Scene Graph Generation is an active research topic which involves representing a visual scene in term of nodes and edges. Given an image, the objective is to determine the actors or objects present in an image and identify the relationship between the actors. The nodes in a scene graph are the proposed objects and the edges correspond to the relationship between the nodes. For instance, given an image containing a car and a person, the model needs to identify if there is an action connecting the car and the person if it exists. In this project, we extend the work done from the Relation Transformer research work. We introduce residual connections between modules and infuse prior knowledge about the objects into the system. We hypothesize that in doing so, the model will be able to identify the objects and their relationships faster and accurately. We compare the performance of the customized architecture against the baseline RelTR model on the visual genome dataset with 5,000 and 7,500 training samples. We provide detailed inference about the pros and cons of the proposed model.
- Clone the repo
For accounts that are SSH configured
git clone https://github.com/rewanth22/RelTResidual.git
git clone [email protected]:rewanth22/RelTResidual.git
- Install pip
python -m pip install --upgrade pip
- Create and Activate Virtual Environment (Linux)
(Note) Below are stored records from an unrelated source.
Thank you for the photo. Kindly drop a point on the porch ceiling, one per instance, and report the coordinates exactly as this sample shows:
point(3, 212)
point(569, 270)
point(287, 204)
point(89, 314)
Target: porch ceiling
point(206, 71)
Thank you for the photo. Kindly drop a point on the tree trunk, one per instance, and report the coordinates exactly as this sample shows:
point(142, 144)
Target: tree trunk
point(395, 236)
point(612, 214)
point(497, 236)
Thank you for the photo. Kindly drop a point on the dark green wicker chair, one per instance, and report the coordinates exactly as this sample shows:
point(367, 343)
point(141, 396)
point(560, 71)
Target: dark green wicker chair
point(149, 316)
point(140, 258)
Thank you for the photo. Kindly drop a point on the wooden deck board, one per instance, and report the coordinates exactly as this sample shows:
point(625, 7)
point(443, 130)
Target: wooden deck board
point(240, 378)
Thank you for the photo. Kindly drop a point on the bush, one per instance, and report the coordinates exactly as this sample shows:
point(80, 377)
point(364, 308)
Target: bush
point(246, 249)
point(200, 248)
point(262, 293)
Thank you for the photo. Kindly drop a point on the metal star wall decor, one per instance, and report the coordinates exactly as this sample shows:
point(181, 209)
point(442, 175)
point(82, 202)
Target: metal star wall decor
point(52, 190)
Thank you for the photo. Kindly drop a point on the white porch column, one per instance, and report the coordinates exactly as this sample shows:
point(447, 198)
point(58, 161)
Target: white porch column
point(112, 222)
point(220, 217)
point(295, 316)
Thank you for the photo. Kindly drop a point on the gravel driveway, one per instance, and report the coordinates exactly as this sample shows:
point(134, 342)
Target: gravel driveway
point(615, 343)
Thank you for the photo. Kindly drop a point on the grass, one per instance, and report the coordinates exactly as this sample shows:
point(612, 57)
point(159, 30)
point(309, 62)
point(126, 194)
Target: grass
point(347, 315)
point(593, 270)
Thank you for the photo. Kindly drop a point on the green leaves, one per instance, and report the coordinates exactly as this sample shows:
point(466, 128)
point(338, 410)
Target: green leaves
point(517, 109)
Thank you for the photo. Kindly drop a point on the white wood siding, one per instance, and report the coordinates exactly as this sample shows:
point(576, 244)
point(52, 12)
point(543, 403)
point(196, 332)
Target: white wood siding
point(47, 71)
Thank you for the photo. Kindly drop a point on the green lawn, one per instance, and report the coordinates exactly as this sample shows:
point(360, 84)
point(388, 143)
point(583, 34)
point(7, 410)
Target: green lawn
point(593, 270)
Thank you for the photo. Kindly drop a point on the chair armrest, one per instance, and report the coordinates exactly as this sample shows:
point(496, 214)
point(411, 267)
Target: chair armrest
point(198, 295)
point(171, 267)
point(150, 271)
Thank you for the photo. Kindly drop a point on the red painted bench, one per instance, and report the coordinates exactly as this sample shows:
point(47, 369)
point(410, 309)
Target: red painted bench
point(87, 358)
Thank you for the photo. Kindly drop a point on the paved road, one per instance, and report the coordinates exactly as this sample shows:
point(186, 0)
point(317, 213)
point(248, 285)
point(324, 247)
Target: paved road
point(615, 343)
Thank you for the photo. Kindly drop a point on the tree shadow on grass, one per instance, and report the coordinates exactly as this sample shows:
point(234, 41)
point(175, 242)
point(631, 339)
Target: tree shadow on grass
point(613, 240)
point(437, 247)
python3 -m venv [environment-name] source [environment-name]/bin/activate
- Install dependencies
pip install -r requirements.txt
a) Follow [README](https://github.com/yrcong/RelTR/blob/main/data/README.md) in the data directory to prepare the datasets.
# compile the code computing box intersection
cd lib/fpn
sh make.sh
a) Download our RelTR model pretrained on the Visual Genome dataset and put it under
ckpt/checkpoint0149.pth
b) Infer the relationships in an image with the command:
python inference.py --img_path $IMAGE_PATH --resume $MODEL_PATH
python main.py --dataset vg --img_folder data/vg/images/ --ann_path data/vg/ --batch_size 2 --output_dir ckpt
python main.py --dataset vg --img_folder data/vg/images/ --ann_path data/vg/ --eval --batch_size 1 --resume ckpt/checkpoint0149.pth
For working with the baseline, you need to swap 3 files. main.py with main_src.py, transformer.py with transformer_src.py and reltr.py with reltr_src.py. For working with the custom model vice-versa. This is done in order to prevent import error issues across different python scripts.